Uma das estratégias das instituições financeiras e de gestoras de investimentos para se mostrarem “verdes” envolve o lançamento de fundos com critérios ESG, conceito que o mercado agarrou com unhas e dentes. No entanto, esse mecanismo, que busca atrair investidores preocupados com a agenda socioambiental e climática, também está sendo usado para colocar dinheiro em outros setores destrutivos.

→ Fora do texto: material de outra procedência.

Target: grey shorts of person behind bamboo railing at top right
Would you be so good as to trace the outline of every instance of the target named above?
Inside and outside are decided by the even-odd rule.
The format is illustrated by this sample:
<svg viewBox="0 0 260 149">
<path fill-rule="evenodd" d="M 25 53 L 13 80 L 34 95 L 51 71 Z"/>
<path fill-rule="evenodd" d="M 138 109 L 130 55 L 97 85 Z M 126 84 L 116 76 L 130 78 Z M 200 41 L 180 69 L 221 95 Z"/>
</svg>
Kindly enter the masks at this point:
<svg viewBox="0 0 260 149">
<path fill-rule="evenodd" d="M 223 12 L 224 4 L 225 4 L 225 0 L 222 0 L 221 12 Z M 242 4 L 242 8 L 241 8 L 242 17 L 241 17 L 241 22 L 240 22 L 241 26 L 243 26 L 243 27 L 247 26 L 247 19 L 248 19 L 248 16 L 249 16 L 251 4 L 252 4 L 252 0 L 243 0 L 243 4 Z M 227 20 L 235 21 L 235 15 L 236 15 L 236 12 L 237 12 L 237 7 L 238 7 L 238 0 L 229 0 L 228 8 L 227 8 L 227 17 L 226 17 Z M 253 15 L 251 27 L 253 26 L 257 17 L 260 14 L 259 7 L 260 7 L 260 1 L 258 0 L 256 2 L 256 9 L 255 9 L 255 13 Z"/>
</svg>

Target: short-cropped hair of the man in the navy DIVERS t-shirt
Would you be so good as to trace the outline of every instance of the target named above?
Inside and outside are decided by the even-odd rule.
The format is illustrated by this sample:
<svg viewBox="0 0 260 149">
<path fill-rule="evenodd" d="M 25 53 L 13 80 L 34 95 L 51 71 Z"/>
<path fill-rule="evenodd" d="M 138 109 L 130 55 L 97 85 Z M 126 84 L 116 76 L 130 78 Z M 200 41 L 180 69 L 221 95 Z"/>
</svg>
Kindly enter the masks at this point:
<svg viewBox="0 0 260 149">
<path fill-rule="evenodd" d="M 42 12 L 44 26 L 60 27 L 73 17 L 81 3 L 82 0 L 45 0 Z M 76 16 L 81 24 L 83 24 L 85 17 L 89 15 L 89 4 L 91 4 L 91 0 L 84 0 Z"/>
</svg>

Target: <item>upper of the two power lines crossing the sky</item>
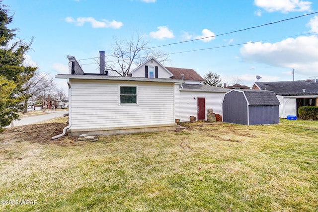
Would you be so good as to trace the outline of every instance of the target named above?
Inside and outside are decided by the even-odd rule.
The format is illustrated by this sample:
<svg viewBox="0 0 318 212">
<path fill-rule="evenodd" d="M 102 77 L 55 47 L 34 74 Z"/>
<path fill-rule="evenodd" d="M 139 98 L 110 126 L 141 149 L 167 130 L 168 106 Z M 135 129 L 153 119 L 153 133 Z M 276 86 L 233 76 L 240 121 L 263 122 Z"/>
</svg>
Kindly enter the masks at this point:
<svg viewBox="0 0 318 212">
<path fill-rule="evenodd" d="M 236 33 L 236 32 L 246 31 L 246 30 L 249 30 L 249 29 L 254 29 L 254 28 L 259 28 L 259 27 L 263 27 L 263 26 L 267 26 L 267 25 L 271 25 L 271 24 L 280 23 L 280 22 L 283 22 L 283 21 L 293 20 L 293 19 L 296 19 L 296 18 L 300 18 L 300 17 L 304 17 L 304 16 L 308 16 L 308 15 L 313 15 L 313 14 L 317 14 L 317 13 L 318 12 L 312 12 L 312 13 L 300 15 L 300 16 L 297 16 L 297 17 L 287 18 L 287 19 L 283 19 L 283 20 L 279 20 L 279 21 L 275 21 L 275 22 L 270 22 L 270 23 L 266 23 L 266 24 L 262 24 L 262 25 L 258 25 L 258 26 L 252 26 L 252 27 L 248 27 L 248 28 L 245 28 L 245 29 L 239 29 L 239 30 L 235 30 L 235 31 L 232 31 L 232 32 L 222 33 L 222 34 L 208 36 L 208 37 L 204 37 L 204 38 L 197 38 L 197 39 L 192 39 L 192 40 L 187 40 L 187 41 L 180 41 L 180 42 L 176 42 L 176 43 L 170 43 L 170 44 L 164 44 L 164 45 L 160 45 L 160 46 L 149 47 L 149 48 L 146 48 L 145 50 L 159 48 L 159 47 L 164 47 L 164 46 L 171 46 L 171 45 L 175 45 L 175 44 L 187 43 L 187 42 L 192 42 L 192 41 L 197 41 L 197 40 L 203 40 L 203 39 L 207 39 L 207 38 L 218 37 L 218 36 L 221 36 L 221 35 L 228 35 L 228 34 L 232 34 L 232 33 Z M 124 52 L 124 54 L 125 53 L 130 53 L 130 52 Z M 115 55 L 114 54 L 113 55 L 106 55 L 105 57 L 111 57 L 111 56 L 115 56 Z M 91 59 L 96 59 L 96 58 L 99 58 L 99 57 L 80 59 L 79 61 L 91 60 Z"/>
</svg>

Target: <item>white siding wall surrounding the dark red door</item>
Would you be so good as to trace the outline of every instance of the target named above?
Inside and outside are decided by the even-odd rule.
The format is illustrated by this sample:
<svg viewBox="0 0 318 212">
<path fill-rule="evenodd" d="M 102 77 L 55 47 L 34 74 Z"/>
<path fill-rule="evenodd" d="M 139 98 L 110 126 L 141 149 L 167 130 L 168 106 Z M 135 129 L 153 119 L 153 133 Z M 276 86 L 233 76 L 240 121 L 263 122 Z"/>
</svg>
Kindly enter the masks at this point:
<svg viewBox="0 0 318 212">
<path fill-rule="evenodd" d="M 207 120 L 208 109 L 213 113 L 222 115 L 222 100 L 224 93 L 180 91 L 180 122 L 188 122 L 190 116 L 198 119 L 198 98 L 205 98 L 205 119 Z M 194 99 L 195 97 L 195 99 Z"/>
</svg>

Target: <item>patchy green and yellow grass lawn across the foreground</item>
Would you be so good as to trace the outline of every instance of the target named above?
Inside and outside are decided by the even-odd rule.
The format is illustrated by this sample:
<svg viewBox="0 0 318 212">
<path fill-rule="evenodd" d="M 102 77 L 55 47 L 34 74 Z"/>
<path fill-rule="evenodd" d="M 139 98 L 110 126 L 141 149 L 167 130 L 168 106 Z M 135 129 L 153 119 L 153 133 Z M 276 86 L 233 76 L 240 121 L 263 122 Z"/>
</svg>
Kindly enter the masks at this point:
<svg viewBox="0 0 318 212">
<path fill-rule="evenodd" d="M 0 141 L 0 211 L 318 211 L 318 121 Z M 66 139 L 67 142 L 67 139 Z"/>
</svg>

A Bloomberg mostrou que o número de fundos de ações ESG da União Europeia expostos à indústria de armas nucleares aumentou mais de 50%, para mais de 2.000, desde a invasão da Ucrânia pela Rússia, em fevereiro de 2022. “O desenvolvimento expõe da forma mais crua possível a drástica evolução das práticas de investimento ambiental, social e de governança desde que o termo foi cunhado, há mais de duas décadas por uma equipe apoiada pelas Nações Unidas”, destacam Frances Schwartzkopff, Natasha White e Claudia Cohen, da Bloomberg Intelligence. 

“Siga o dinheiro!” é o mote de qualquer investigação que se preze para mostrar quem está por trás de setores econômicos – ou de atividades criminosas. E o que se vê na indústria de petróleo e gás fóssil é que o dinheiro dos bancos continua jorrando pesado para sua expansão, apesar da urgência climática. Pior: um dinheiro que se vende como “verde”, mas só se for pela cor das notas de dólar. Porque, no fim, ele é cinza como a poluição causada pela queima de combustíveis fósseis que financia.